U.S. District Judge Colleen McMahon granted the artificial intelligence company’s motion to dismiss the copyright suit, agreeing that the two news outlets had not adequately argued that they have standing under Article III of the U.S. Constitution.

“Let us be clear about what is really at stake here,” the Clinton-appointed judge wrote. “The alleged injury for which plaintiffs truly seek redress is not the exclusion of copyright management information from defendants’ training sets, but rather defendants’ use of plaintiffs’ articles to develop ChatGPT without compensation to plaintiffs.”

However, she noted in her opinion that dismissal of this particular pleading does not absolve all other ChatGPT infringement claims, saying “whether there is another statute or legal theory that does elevate this type of harm remains to be seen.”

The two digital news outlets jointly sued ChatGPT parent company OpenAI in the Southern District of New York February over unauthorized use of their journalism in artificial intelligence, which they claimed were violations of the Digital Copyright Millennium Act.

Represented by Loevy & Loevy attorney Stephen Stich Match, they argued thousands of their online stories were “scraped” by OpenAI to train chatbots to answer questions posed to it by ChatGPT users, effectively plagiarizing their journalism without permission, payment or credit.

Represented in their motion to dismiss by San Francisco copyright attorney Joseph R. Wetzel, OpenAI argued that Raw Story and AlterNet’s lawsuit was tagging along with other notable copyright infringement suits concerning artificial intelligence, and said the two outlets did not “raise genuinely important copyright issues ripe for judicial resolution.”
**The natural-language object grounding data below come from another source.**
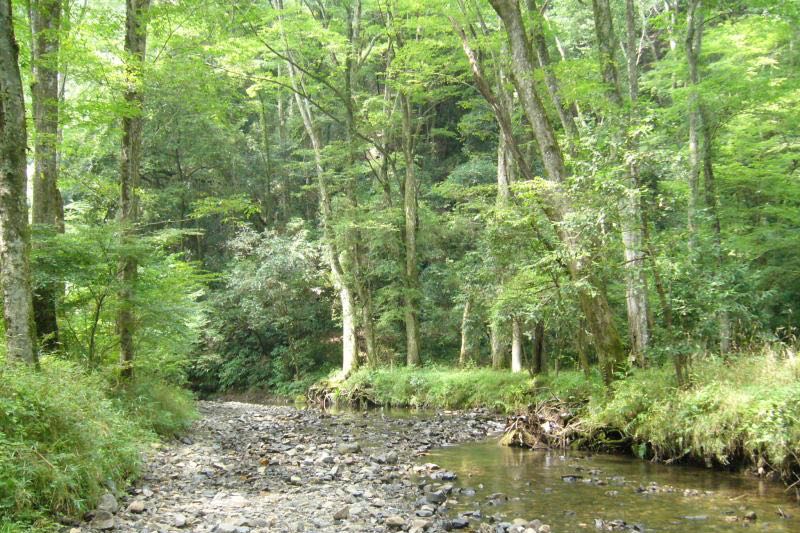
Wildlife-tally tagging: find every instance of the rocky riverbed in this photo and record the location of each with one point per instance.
(249, 468)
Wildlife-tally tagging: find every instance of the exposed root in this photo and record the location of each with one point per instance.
(550, 424)
(328, 393)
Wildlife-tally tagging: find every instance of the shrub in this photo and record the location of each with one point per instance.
(61, 441)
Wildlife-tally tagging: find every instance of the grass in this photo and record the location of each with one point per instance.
(459, 389)
(743, 410)
(65, 438)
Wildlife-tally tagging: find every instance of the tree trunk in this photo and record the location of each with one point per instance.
(15, 244)
(466, 349)
(630, 206)
(593, 301)
(504, 177)
(497, 344)
(410, 239)
(45, 17)
(349, 343)
(632, 50)
(694, 25)
(516, 346)
(565, 113)
(607, 46)
(537, 357)
(131, 158)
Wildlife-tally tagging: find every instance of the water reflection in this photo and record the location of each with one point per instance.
(570, 491)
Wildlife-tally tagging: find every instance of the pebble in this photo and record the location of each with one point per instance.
(247, 468)
(136, 507)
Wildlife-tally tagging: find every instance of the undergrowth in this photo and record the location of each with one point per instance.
(738, 411)
(66, 438)
(458, 389)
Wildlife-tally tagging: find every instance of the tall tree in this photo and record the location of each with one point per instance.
(15, 274)
(410, 217)
(45, 22)
(593, 300)
(701, 153)
(136, 12)
(630, 206)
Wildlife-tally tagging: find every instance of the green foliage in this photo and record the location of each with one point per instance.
(441, 388)
(739, 410)
(269, 326)
(164, 408)
(61, 441)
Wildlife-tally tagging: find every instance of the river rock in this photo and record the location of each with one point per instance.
(348, 447)
(103, 520)
(395, 521)
(136, 507)
(108, 503)
(179, 520)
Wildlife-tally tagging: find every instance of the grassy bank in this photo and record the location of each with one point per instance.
(739, 411)
(66, 437)
(459, 389)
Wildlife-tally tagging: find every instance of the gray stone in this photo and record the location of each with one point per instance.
(103, 520)
(396, 521)
(136, 507)
(108, 503)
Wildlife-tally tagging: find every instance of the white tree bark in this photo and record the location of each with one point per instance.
(15, 272)
(516, 346)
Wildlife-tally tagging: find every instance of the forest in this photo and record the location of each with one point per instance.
(448, 204)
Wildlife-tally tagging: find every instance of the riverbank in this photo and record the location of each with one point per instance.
(67, 436)
(248, 468)
(257, 468)
(739, 412)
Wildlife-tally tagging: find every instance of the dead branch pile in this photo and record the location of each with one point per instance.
(320, 395)
(327, 393)
(550, 424)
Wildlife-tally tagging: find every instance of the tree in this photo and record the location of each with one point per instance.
(48, 211)
(130, 169)
(14, 230)
(593, 300)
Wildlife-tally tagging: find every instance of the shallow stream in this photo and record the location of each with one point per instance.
(571, 492)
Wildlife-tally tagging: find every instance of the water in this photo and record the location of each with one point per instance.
(703, 500)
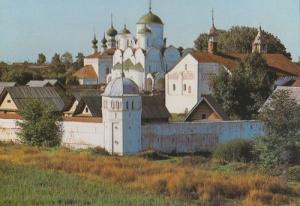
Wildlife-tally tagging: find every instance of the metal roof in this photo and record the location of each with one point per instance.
(121, 86)
(48, 95)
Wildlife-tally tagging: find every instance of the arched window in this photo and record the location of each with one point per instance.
(112, 104)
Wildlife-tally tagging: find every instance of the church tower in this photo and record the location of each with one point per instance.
(122, 111)
(111, 34)
(213, 37)
(94, 43)
(155, 24)
(103, 41)
(259, 45)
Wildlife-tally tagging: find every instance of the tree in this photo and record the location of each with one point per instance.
(79, 61)
(281, 118)
(40, 124)
(67, 60)
(41, 59)
(56, 65)
(239, 39)
(242, 93)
“Instead, it is a follow-on lawsuit against OpenAI that represents an attempt to join the fray, but without alleging the facts necessary to present the issues that plaintiffs want to bring before this court,” the artificial intelligence company wrote in a court filing.

OpenAI argued that that Raw Story and AlterNet did not offer a single instance in their complaint in which ChatGPT actually was purported to have mimicked any specific work copyrighted journalism in response to user prompts, “let alone one of plaintiffs’.”

The first of these cases against OpenAI to be filed in the Southern District of New York was brought by the Authors Guild professional organization for writers in September 2023. Seventeen authors joined that suit, including “Game of Thrones” creator George R.R. Martin and authors Elin Hilderbrand, Jonathan Franzen and Jodi Picoult.

The New York Times sued OpenAI and Microsoft last December claiming the AI developers drew from large swaths of copyrighted articles to train large language models that enhance the ability of ChatGPT and Copilot to generate text in a variety of styles.

U.S. District Judge Sidney Stein subsequently consolidated the Authors Guild and New York Times’ cases with two others.

Regional newspapers owned by MediaNews Group and Tribune Publishing companies filed similar claims in April. Those outlets include Tribune Publishing’s Chicago Tribune, Orlando Sentinel and South Florida Sun Sentinel and the New York Daily News, as well as Media News Group-owned Mercury News, Denver Post, Orange County Register and St. Paul Pioneer-Press.

The Authors Guild and Center for Investigative Reporting have filed also separate lawsuits under similar claims.